Electronic structure, spin-orbit coupling, and interlayer interaction in bulk MoS2 and WS2

TL;DR

This study combines experimental ARPES measurements and first-principles calculations to analyze the electronic structure, spin-orbit effects, and interlayer interactions in bulk MoS2 and WS2, clarifying their contributions to band splitting.

Contribution

It provides a detailed comparison of experimental and theoretical results, clarifies the weak interlayer interaction in WS2, and links band gap trends to valence-band splitting and lattice parameters.

Findings

Interlayer interaction weakly affects valence band splitting in WS2

Band gap decreases with increasing valence-band splitting and molecular mass

Experimental results align with first-principles calculations

Abstract

We present in-depth measurements of the electronic band structure of the transition-metal dichalcogenides (TMDs) MoS2 and WS2 using angle-resolved photoemission spectroscopy, with focus on the energy splittings in their valence bands at the K point of the Brillouin zone.
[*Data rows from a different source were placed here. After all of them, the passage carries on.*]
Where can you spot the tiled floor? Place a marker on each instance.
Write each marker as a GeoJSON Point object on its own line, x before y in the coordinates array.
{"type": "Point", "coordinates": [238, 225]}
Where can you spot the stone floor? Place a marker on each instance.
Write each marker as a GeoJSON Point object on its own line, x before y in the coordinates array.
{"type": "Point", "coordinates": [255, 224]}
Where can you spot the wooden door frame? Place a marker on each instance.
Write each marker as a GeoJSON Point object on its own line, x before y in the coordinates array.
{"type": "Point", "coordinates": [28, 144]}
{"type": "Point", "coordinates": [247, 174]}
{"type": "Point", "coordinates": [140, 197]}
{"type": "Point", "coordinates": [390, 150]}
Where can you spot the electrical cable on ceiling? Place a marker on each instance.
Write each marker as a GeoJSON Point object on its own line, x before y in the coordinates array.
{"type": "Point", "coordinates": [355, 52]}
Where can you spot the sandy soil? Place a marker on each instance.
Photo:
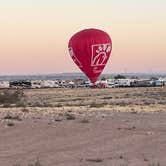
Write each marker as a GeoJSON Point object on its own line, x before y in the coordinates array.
{"type": "Point", "coordinates": [131, 132]}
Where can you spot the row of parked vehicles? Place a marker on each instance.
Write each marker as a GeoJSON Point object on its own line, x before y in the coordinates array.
{"type": "Point", "coordinates": [108, 83]}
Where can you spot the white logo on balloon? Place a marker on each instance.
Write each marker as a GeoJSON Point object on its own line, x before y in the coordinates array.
{"type": "Point", "coordinates": [100, 54]}
{"type": "Point", "coordinates": [75, 59]}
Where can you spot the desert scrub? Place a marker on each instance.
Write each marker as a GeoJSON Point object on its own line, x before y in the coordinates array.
{"type": "Point", "coordinates": [8, 97]}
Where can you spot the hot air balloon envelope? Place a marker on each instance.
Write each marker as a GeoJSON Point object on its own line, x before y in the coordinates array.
{"type": "Point", "coordinates": [90, 49]}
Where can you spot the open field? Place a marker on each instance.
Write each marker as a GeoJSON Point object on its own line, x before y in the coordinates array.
{"type": "Point", "coordinates": [85, 127]}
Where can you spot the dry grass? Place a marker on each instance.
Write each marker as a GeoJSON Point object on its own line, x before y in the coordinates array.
{"type": "Point", "coordinates": [51, 101]}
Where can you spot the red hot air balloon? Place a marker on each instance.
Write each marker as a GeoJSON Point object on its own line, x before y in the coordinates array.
{"type": "Point", "coordinates": [90, 49]}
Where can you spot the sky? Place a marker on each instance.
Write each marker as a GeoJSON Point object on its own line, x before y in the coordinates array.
{"type": "Point", "coordinates": [34, 34]}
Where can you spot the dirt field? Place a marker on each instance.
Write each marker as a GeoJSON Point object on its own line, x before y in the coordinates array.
{"type": "Point", "coordinates": [85, 127]}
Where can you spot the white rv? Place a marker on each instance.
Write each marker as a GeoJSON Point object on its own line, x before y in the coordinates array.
{"type": "Point", "coordinates": [4, 84]}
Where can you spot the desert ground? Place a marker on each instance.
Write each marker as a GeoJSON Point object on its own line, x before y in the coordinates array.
{"type": "Point", "coordinates": [85, 127]}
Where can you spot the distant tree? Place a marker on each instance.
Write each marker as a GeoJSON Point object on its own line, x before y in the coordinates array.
{"type": "Point", "coordinates": [119, 77]}
{"type": "Point", "coordinates": [134, 77]}
{"type": "Point", "coordinates": [154, 78]}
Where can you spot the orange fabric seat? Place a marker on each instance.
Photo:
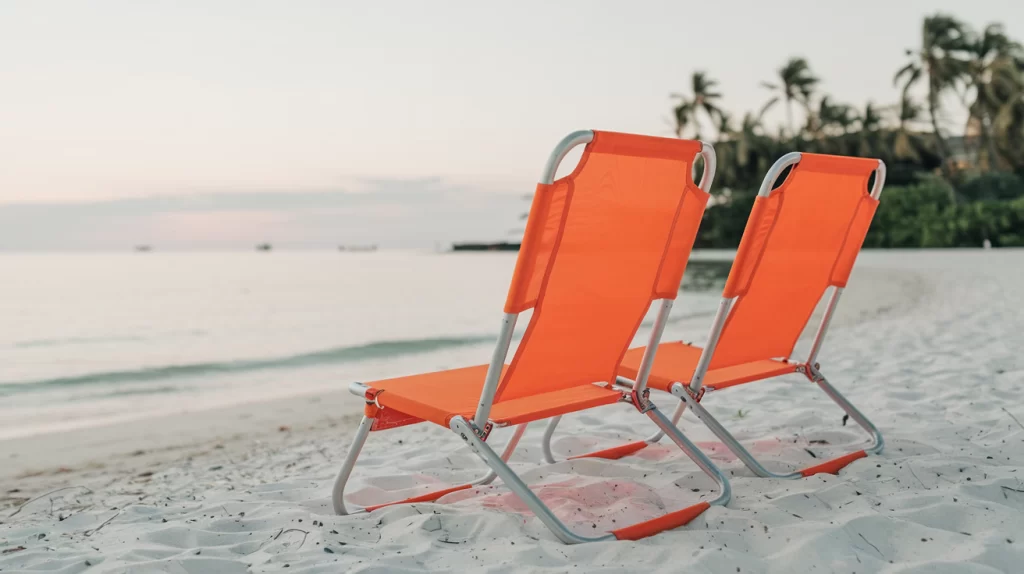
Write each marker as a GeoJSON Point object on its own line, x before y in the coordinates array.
{"type": "Point", "coordinates": [439, 396]}
{"type": "Point", "coordinates": [680, 359]}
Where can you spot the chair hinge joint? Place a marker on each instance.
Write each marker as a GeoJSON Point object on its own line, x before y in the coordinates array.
{"type": "Point", "coordinates": [641, 400]}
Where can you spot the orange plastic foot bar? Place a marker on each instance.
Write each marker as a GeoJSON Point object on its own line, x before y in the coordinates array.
{"type": "Point", "coordinates": [655, 525]}
{"type": "Point", "coordinates": [835, 466]}
{"type": "Point", "coordinates": [428, 497]}
{"type": "Point", "coordinates": [613, 453]}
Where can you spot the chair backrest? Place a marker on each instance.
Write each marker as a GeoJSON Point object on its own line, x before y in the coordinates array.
{"type": "Point", "coordinates": [800, 238]}
{"type": "Point", "coordinates": [600, 246]}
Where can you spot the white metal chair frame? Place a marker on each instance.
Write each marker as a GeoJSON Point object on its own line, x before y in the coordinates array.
{"type": "Point", "coordinates": [474, 432]}
{"type": "Point", "coordinates": [690, 396]}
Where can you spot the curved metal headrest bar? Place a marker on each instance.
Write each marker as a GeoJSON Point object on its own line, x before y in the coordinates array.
{"type": "Point", "coordinates": [793, 158]}
{"type": "Point", "coordinates": [563, 147]}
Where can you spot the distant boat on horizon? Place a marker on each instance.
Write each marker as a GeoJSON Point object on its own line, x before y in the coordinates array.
{"type": "Point", "coordinates": [497, 246]}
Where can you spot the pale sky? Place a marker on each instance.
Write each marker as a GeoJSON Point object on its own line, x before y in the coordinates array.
{"type": "Point", "coordinates": [114, 99]}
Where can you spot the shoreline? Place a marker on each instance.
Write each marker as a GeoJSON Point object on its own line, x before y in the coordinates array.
{"type": "Point", "coordinates": [928, 346]}
{"type": "Point", "coordinates": [143, 442]}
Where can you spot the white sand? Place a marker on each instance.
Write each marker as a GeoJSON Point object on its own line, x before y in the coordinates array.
{"type": "Point", "coordinates": [928, 344]}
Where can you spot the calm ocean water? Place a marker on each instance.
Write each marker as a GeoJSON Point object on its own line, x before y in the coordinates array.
{"type": "Point", "coordinates": [93, 338]}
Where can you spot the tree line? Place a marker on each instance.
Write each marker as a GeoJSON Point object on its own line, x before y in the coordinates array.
{"type": "Point", "coordinates": [945, 187]}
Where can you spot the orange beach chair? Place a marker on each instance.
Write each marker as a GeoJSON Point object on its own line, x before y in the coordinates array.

Experimental results are interpreted in terms of our parallel first-principles computations. We find that interlayer interaction only weakly contributes to the splitting in bulk WS2, resolving previous debates on its relative strength. We additionally find that across a range of TMDs, the band gap generally decreases with increasing magnitude of the valence-band splitting, molecular mass, or ratio of the out-of-plane to in-plane lattice constant. Our results provide an important reference for future studies of electronic properties of MoS2 and WS2 and their applications in spintronics and valleytronics devices.